La cyberintimidation est un sujet chaud de l’heure. On ne peut plus compter le nombre de fois qu’on a vu passer aux nouvelles l’histoire d’un adolescent ou d’une jeune adolescente qui s’est terminée dans le drame après que celui ou celle-ci s’est fait harceler à répétition sur Internet. Il s’agit d’un sujet particulièrement grave duquel il est difficile de rire ou de déconstruire sans tomber dans l’humour de mauvais goût.
Pourtant, Ingtoogi: The Battle of Internet Trolls y parvient et désamorce rapidement toute ombre d’appréhensions négatives que l’on pourrait avoir à son égard.

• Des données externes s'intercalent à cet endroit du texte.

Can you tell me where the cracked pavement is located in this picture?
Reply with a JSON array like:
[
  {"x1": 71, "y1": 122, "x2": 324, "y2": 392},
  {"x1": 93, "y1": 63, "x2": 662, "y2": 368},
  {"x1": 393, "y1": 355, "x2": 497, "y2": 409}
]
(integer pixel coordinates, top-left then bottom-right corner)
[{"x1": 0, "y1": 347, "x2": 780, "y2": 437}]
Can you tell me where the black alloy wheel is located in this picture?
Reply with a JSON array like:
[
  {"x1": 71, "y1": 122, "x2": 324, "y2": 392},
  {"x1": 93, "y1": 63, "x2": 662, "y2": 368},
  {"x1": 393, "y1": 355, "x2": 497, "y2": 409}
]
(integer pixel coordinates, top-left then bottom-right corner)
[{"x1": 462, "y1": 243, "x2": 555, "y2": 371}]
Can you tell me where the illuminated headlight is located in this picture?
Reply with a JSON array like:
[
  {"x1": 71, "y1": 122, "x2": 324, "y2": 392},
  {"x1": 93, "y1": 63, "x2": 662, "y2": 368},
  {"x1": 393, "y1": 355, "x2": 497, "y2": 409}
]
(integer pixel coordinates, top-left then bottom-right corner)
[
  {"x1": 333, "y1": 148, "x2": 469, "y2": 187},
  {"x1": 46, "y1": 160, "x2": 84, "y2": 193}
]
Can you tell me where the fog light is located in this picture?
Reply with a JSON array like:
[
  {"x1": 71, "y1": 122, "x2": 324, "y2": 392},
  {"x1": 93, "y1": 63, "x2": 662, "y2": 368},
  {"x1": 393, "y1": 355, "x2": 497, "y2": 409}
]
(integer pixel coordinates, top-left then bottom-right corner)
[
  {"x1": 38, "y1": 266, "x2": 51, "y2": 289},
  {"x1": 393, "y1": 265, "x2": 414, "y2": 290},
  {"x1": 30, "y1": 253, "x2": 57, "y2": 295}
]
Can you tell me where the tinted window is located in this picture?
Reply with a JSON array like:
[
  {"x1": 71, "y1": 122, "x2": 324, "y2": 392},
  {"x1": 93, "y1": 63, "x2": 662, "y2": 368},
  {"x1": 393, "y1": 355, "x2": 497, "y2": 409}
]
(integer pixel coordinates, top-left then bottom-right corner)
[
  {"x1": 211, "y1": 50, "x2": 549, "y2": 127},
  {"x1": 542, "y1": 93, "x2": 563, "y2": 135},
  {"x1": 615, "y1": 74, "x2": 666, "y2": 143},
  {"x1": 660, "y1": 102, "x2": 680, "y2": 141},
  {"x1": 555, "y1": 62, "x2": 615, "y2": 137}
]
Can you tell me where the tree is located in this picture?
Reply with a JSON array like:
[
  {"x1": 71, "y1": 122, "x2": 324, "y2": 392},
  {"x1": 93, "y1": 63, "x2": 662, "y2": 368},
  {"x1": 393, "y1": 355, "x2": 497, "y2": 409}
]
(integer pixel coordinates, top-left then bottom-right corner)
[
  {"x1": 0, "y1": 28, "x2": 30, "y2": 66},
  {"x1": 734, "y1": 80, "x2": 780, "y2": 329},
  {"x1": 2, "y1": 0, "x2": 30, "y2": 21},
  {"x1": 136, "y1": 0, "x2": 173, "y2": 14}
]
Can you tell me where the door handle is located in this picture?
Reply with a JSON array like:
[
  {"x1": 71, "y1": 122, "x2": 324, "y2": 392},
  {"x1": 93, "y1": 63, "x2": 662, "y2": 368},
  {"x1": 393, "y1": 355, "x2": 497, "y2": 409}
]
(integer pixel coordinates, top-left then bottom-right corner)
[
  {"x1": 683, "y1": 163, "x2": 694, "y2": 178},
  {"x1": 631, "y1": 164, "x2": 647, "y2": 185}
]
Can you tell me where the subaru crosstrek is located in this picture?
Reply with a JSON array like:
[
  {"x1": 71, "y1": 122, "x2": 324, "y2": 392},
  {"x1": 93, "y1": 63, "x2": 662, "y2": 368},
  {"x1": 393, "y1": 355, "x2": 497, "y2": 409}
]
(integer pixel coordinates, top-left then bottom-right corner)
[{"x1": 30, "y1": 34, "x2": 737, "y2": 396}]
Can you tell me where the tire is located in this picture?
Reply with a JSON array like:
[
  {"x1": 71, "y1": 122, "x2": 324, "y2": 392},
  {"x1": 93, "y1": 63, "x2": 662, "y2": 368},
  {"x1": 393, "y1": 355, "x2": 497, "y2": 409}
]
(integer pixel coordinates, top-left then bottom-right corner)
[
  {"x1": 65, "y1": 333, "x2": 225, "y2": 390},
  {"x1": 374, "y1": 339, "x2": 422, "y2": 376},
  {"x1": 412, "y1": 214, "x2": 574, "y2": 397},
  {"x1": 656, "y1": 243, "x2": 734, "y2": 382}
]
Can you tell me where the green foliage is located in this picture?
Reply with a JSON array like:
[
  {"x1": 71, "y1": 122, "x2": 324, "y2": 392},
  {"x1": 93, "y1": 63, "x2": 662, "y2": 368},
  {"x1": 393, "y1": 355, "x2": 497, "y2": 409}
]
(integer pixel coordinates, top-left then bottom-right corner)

Il n’est pas question ici de rire du malheur des «cyberintimidés» ou des gens qui subissent une quelconque forme de violence psychologique ou physique, mais plutôt d’utiliser ce contexte pour raconter un curieux récit à la fois touchant, drôle et profondément étrange.
Tae-sik (Um Tae-goo) se livre depuis un certain temps à une joute d’insultes en ligne avec «Manboobs», un internaute dont il ne connait pas l’identité. Leur petit jeu prendra pourtant une dimension bien réelle le jour ou son adversaire l’entrainera sous prétextes dans un guet-apens durant lequel Tae-sik sera agressé violemment. L’évènement est enregistré et fera bientôt le tour de l’Internet en Corée ce qui marquera profondément le jeune homme. Avec l’aide de son meilleur ami Hee-joon (Kwon Yul) et d’une jeune fille nommée Young-ja, ce dernier partira à la recherche de son ennemi sur qui il jure de se venger. Une quête difficile à porter pour ce personnage qui à tous les traits d’un perdant.
Le film délaisse l’humour bouffon et les gages grossiers pour s’aventurer dans des zones plus sombres rarement approchées par les comédies américaines classiques. Le caractère comique du long-métrage s’incarne principalement dans la psychologie de ses personnages qui sont complètement déments et dont les agissements sont houleux au mieux. La jeune Kwon Yul en est spécialement un bon exemple. Son personnage, Hee-joon, est déstabilisant et c’est avec beaucoup de curiosité qu’on la voie multiplier des actions répréhensibles qui contrastent avec les rares moments où elle se montre vulnérable.
Malgré son caractère excentrique, le film reste ancré dans un profond sentiment de réalisme ce qui rend la souffrance de Tae-sik d’autant plus prenante. Bien que maladroit et peu sociable, on demeure sympathique à son parcours et sa souffrance qui est incarné avec brio par Um Tae-goo. On sent le bagage émotionnel lourd d’un jeune homme pour lequel on voudrait venir en aide autant que l’on voudrait le frapper derrière la tête.
Le réalisateur et scénariste Um Tae-hwa n’offre pas de solution à l’intimidation virtuelle. Là n’est pas le but de son oeuvre qui se veut surtout une fenêtre sur un univers étrange où chacun fait preuve d’actes immoraux. La violence entraine la violence et ceux qui, initialement, semblaient justifier d’obtenir justice finissent par devenir aussi dangereux que leurs bourreaux. De la cruauté qui, malgré tout, est divertissante.